Susan is a person of service. She is a kind, compassionate, gentle person. She supported me during The WE Conference 2011, sharing her time, energy and talents to help promote the event, and was a loyal, dependable, generous volunteer.
During the visit, Susan fell in love with Mama. Her adult son, Andrew, was there, too, and Mama readily curled up on his lap, too, as did the puppies. Susan said she really would love to have a dog, but she already had travel plans for the holiday season, plus she needed to consult her husband who works out-of-state.
"Of course," I said. "Just let me know."
It's been five days since Susan, her husband, Roger, and son, Andrew [pictured] came over to pick up Mama. Another animal communicator had donated a session and Mama had accepted them as her family. I told them what I had received from the latest session, and shared what I knew of Mama's history (her-story). Mama wanted this to be her final home where she could live out her life in peace. They understood. And they love her without condition. They've renamed her "Mama Mia" and are calling her Mia for short. Mini had already found her happily-ever-after home in the interim. And Steve has agreed to love and nurture Miki during my travels.
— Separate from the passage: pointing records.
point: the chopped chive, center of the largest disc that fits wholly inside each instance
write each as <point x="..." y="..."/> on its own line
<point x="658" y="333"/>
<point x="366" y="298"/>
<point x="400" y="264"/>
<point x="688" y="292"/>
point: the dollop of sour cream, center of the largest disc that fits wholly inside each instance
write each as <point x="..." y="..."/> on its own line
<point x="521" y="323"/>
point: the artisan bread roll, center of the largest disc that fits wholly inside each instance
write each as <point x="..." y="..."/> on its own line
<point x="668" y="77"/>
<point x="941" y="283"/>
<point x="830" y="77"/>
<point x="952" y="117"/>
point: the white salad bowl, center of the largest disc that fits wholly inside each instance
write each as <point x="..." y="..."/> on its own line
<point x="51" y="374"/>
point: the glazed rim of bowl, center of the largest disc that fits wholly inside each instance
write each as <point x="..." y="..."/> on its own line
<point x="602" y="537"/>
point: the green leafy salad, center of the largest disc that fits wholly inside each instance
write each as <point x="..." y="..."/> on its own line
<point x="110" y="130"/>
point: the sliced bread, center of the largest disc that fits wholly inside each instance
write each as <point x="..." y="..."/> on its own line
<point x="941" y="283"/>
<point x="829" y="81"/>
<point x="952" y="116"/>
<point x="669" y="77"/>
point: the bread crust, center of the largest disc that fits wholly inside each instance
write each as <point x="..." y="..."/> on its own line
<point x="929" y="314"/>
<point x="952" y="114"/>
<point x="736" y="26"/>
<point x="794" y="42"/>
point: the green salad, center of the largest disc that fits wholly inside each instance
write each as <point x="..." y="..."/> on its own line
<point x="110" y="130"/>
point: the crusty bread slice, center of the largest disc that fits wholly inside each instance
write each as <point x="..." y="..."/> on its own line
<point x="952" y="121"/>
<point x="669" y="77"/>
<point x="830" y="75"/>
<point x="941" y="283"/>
Since adopting Mama, Susan has taken her several places, including to a nursing home to visit Roger's mother, who has Alzheimer's. Susan has sent me a few photos, but this one really touched me. It came with the following text message--
"Mama Mia is such a joy to have here with us. She brightens our day, such a delight. She sleeps on Andrew's bed and always follows him. He, in turn, holds her like a baby and just gets crazy about playing with Mia. Roger loves Mia, too! Here's a photo of our family with Mia giving so much joy to my mom-in-law at the Alzheimer's facility. Priceless. P.S. Yes, you can use my photos for your blog."
Mama has gone home. For good. The Universe delivers. And so it is. Amen.
Thank you, Susan, Roger and Andrew for opening your hearts and your home to welcome this beautiful little girl. May you all enjoy great love. Thank you.